At work we use G4/450s with 8.6. Our older beige G3s also run 8.6 and they all run 24/7 just fine. The only thing that busts them is our network.

My first move to 9 was OS 9.0.4 last month, and only then because I wanted to run Classic with X Beta. I loved 9.0.4 in the first few weeks, until I started using Multiple Users. Even if you aren't using this feature, Charles, this is the real OS 9 story.

Spend some time at the discussion boards at Apple's site. It's pathetic. Entire schools who saw 9's Multi-user interface as a savior are in a panic, and the press is silent. Parents who got 9 for this feature are being questioned - and hard - by children and spouses not understanding why their special desktop isn't being "saved". Disgusting.

Specifically, the Multiple Users feature of 9 results in most prefs not being saved for non-owners, stability problems with the Login screen, and more weirdness. We're all praying hard for 9.1!

Again, this is very well documented in the discussion boards at Apple, but not the Knowledge Base nor TIL for the most part. I have yet to see anything in print about it in the mags much. Really like the Mac press to act like "regular" press and investigate this kind of thing once in a while.

There is the feeling (again, Apple won't say) that much of this is due to a recent update to Macintosh Manager 1.3 - the Multiple Users pack, but problems existed with OS9 as well, not just with 9.0.4

Play with Multiple Users, just not on a Mac you need for work.

-David


From Ian R. Campbell:

I have experienced the same problems with my machines as you have described in your article. On my PowerBook 1400c/166, OS 9 ran rock solid, once I installed 9.0.4, it behaved much the same that the computer that pushed me to the Mac did. My 386 DX40 that I had running Win 95. So, I just went back to 9 and stayed that way. My iMac has been the same in that respect. OS 9 is rock solid, but 9.0.4 is indeed a headache. Though, for some boneheaded reason, I installed the 9.0.4 update without blinking. Before I installed the 9.0.4 update, I ran the Software update control panel. It updated everything but the Mac OS. Could Apple even know of how awful 9.0.4 truly is?

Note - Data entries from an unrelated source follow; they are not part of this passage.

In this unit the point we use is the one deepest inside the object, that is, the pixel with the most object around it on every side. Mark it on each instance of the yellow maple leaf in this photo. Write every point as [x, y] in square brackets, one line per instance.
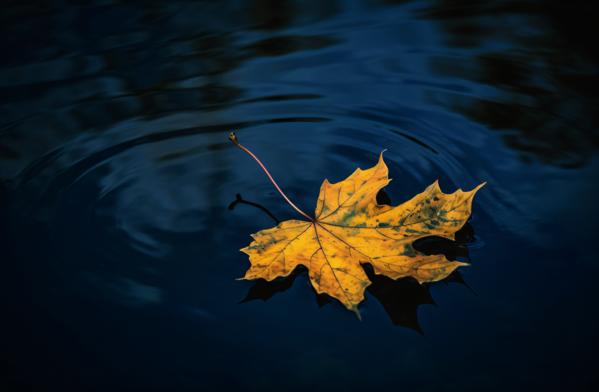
[349, 228]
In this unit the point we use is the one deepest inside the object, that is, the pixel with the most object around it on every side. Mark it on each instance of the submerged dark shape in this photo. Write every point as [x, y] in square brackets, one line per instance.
[400, 298]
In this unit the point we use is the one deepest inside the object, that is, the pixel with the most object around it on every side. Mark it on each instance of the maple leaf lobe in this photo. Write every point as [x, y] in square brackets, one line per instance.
[351, 229]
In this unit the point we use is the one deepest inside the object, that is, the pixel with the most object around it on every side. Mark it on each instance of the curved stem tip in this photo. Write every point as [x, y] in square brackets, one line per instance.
[233, 138]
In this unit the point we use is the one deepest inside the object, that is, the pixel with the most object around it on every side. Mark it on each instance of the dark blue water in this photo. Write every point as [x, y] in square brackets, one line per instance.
[120, 243]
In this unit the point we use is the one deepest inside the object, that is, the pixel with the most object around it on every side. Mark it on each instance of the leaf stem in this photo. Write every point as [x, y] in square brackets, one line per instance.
[233, 138]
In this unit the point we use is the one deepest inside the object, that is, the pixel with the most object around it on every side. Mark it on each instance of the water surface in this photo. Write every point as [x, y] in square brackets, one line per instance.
[120, 249]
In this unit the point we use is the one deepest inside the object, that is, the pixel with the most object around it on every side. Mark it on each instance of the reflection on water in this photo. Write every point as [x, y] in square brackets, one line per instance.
[115, 176]
[400, 298]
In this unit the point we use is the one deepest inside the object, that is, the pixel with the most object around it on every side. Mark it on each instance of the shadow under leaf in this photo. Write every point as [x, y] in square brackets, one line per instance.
[400, 298]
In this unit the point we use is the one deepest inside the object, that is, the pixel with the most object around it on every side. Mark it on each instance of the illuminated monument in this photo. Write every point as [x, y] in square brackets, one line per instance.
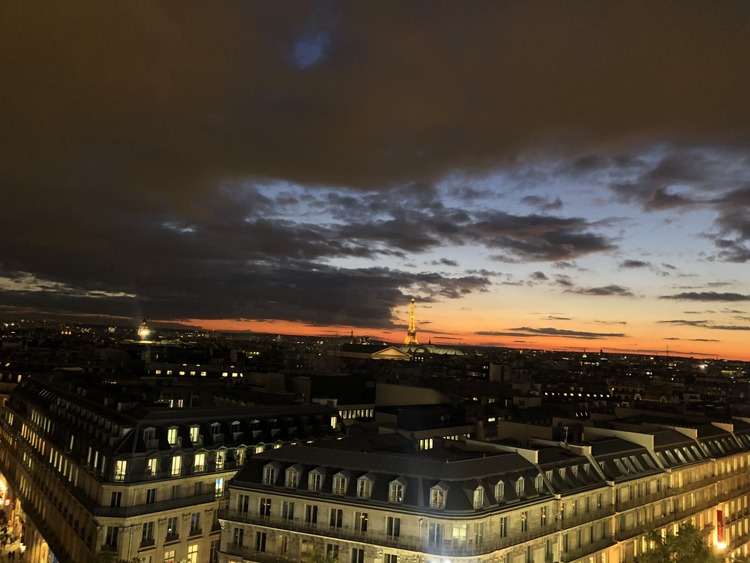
[411, 332]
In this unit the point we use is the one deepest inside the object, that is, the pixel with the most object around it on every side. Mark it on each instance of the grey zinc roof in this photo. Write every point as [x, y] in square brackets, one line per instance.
[401, 464]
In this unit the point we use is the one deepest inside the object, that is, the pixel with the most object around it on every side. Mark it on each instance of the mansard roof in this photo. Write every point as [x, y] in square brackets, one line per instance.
[417, 474]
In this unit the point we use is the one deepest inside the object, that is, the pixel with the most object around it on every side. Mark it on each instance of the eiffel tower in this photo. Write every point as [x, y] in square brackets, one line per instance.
[411, 332]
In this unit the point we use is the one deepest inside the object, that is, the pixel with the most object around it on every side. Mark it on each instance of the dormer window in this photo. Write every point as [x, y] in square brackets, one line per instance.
[396, 491]
[520, 487]
[478, 498]
[149, 436]
[364, 487]
[292, 477]
[437, 496]
[340, 482]
[269, 474]
[314, 480]
[121, 467]
[195, 436]
[199, 462]
[500, 491]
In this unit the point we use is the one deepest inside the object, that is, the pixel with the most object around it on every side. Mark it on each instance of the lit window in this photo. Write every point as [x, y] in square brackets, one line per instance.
[314, 481]
[339, 485]
[364, 487]
[121, 467]
[437, 497]
[396, 492]
[195, 434]
[520, 487]
[478, 500]
[200, 462]
[500, 491]
[269, 475]
[176, 465]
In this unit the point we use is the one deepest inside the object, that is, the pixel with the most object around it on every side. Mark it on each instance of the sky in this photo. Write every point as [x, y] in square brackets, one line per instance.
[563, 175]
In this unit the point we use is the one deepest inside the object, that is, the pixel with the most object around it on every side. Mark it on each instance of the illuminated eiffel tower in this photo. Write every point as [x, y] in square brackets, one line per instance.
[411, 332]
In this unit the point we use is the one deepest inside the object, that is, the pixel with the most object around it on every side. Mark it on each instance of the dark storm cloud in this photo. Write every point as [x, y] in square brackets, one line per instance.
[133, 133]
[683, 322]
[444, 262]
[535, 332]
[538, 237]
[634, 264]
[693, 339]
[543, 203]
[603, 291]
[734, 226]
[707, 296]
[704, 324]
[298, 291]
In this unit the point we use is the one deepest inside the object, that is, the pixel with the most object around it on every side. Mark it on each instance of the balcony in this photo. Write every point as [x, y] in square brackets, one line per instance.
[464, 548]
[137, 510]
[247, 553]
[572, 521]
[585, 550]
[642, 500]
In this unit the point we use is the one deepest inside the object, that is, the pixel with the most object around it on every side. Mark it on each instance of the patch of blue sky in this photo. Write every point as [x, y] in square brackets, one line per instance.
[310, 50]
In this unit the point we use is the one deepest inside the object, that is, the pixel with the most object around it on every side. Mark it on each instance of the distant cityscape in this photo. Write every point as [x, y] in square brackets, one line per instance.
[146, 445]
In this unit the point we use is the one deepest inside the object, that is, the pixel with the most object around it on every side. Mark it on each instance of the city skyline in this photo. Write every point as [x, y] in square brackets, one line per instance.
[562, 176]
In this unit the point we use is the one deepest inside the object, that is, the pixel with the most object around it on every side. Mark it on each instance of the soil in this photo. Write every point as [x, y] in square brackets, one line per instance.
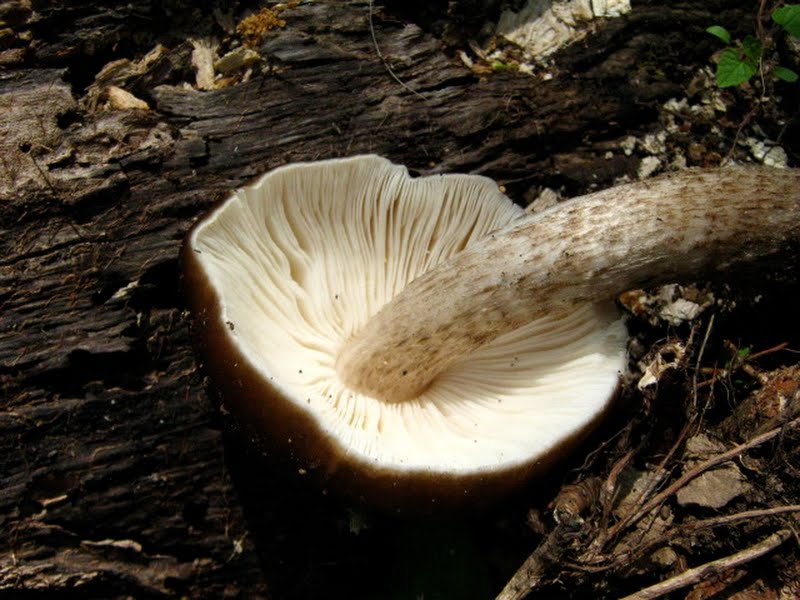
[119, 126]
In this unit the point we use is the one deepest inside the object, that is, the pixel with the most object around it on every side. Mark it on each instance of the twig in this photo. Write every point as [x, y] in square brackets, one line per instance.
[383, 58]
[741, 516]
[700, 354]
[698, 574]
[698, 470]
[530, 574]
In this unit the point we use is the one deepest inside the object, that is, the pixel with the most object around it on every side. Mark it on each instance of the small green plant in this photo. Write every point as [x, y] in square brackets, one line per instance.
[741, 60]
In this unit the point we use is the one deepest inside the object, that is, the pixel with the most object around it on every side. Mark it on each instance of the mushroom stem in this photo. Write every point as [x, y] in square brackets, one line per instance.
[682, 226]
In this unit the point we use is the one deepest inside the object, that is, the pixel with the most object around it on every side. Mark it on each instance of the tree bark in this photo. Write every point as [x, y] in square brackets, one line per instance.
[113, 477]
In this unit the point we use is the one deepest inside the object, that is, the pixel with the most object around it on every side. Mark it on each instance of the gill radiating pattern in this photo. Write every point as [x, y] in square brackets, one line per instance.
[312, 278]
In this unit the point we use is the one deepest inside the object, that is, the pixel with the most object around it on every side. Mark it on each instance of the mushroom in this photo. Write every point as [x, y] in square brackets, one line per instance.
[418, 342]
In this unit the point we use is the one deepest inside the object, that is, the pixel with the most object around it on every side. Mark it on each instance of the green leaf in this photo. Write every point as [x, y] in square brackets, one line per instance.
[788, 17]
[720, 32]
[785, 74]
[752, 48]
[732, 70]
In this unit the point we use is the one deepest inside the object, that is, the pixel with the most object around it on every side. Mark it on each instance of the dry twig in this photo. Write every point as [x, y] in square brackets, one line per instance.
[698, 574]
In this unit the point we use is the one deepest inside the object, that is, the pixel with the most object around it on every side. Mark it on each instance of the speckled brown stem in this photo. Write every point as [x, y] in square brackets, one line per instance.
[682, 226]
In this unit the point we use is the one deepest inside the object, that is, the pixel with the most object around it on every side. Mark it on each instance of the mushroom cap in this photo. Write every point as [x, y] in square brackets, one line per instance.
[284, 271]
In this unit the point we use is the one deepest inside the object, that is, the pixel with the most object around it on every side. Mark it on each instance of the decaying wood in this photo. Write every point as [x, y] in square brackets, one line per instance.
[113, 478]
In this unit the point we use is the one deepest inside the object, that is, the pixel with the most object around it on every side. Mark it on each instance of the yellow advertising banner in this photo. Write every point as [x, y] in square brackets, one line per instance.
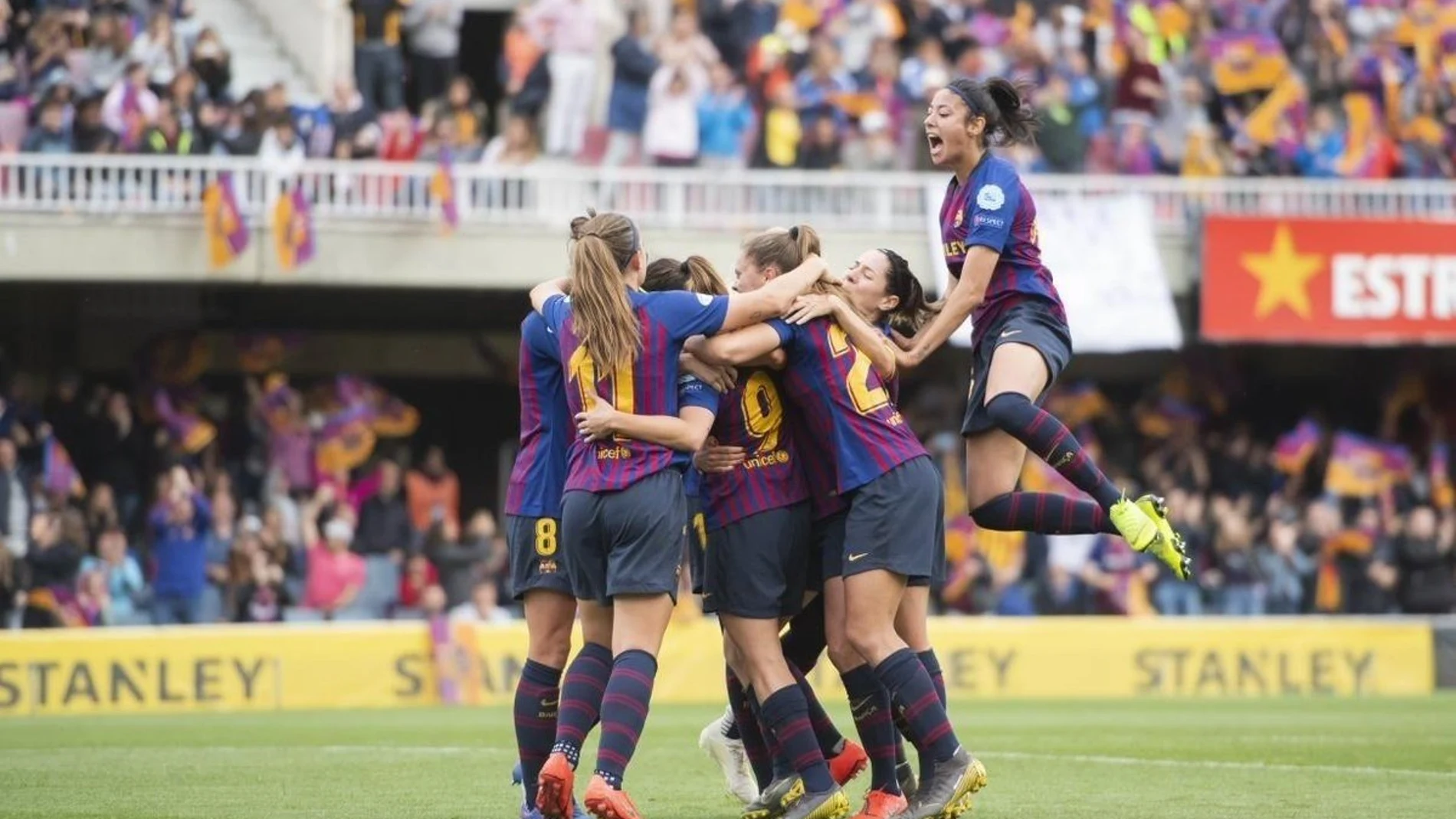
[232, 668]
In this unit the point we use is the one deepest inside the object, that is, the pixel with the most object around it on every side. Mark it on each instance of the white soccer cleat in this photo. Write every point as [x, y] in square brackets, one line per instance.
[730, 757]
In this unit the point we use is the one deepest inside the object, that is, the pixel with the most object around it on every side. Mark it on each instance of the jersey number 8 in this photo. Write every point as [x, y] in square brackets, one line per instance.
[867, 399]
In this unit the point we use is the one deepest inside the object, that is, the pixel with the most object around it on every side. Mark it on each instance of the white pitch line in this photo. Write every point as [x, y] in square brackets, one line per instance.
[1279, 767]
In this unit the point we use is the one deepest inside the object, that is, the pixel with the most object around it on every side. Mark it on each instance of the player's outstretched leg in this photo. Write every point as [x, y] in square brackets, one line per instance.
[1143, 526]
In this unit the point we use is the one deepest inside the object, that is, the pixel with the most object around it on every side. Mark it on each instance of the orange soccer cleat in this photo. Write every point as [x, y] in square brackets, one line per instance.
[553, 788]
[880, 804]
[606, 802]
[848, 762]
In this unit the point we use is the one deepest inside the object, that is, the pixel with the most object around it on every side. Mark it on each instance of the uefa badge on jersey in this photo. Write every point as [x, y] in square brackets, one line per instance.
[990, 198]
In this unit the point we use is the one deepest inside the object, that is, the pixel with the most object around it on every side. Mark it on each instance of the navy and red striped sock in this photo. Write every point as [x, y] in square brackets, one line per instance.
[749, 731]
[538, 697]
[786, 716]
[870, 706]
[1053, 443]
[913, 694]
[825, 731]
[805, 639]
[1043, 513]
[582, 693]
[624, 713]
[932, 667]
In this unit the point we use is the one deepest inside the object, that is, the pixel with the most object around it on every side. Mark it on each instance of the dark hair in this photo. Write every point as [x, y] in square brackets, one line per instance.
[913, 310]
[1001, 103]
[694, 274]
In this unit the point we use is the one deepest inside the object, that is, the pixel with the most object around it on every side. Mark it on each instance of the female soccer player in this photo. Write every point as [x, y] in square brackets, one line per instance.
[624, 509]
[1021, 341]
[762, 572]
[533, 534]
[888, 539]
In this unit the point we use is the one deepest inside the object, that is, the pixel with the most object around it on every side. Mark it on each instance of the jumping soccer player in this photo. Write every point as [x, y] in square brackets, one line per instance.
[1019, 335]
[888, 537]
[624, 511]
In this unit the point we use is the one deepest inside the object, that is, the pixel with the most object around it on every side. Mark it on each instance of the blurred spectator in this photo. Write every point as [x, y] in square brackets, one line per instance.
[130, 106]
[179, 529]
[213, 64]
[159, 51]
[50, 136]
[418, 576]
[121, 576]
[107, 56]
[335, 575]
[568, 29]
[260, 594]
[435, 44]
[632, 69]
[514, 147]
[379, 67]
[670, 133]
[15, 503]
[724, 118]
[482, 607]
[433, 492]
[385, 518]
[464, 563]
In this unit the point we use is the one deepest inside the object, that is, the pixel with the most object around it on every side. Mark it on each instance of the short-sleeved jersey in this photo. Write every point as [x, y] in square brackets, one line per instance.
[753, 416]
[546, 430]
[995, 210]
[846, 406]
[648, 386]
[692, 391]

Have a great day and take care.

Ian R. Campbell


From Owen Jeffries:

I read with great interest your recent column on Low End Mac.

You mention frequent crashes. You can imagine my surprise when I read this, and I quote.... "I did have occasional crashes, but I usually have 15 or 20 (or more) applications open at a time."

Holy cow!

That's my comment.

Cheers.

Owen Jeffries
Freelance writer
Games Editor
AAPDA "Australasian Apple Programmers and Developers Association"
http://www.aapda.org.au

Hi Owen;

Just counted what was open when your message came in, and there are currently 19 (20 if you count the Finder) applications open in the Applications switcher palette. And I had just shut down a couple of others that were open.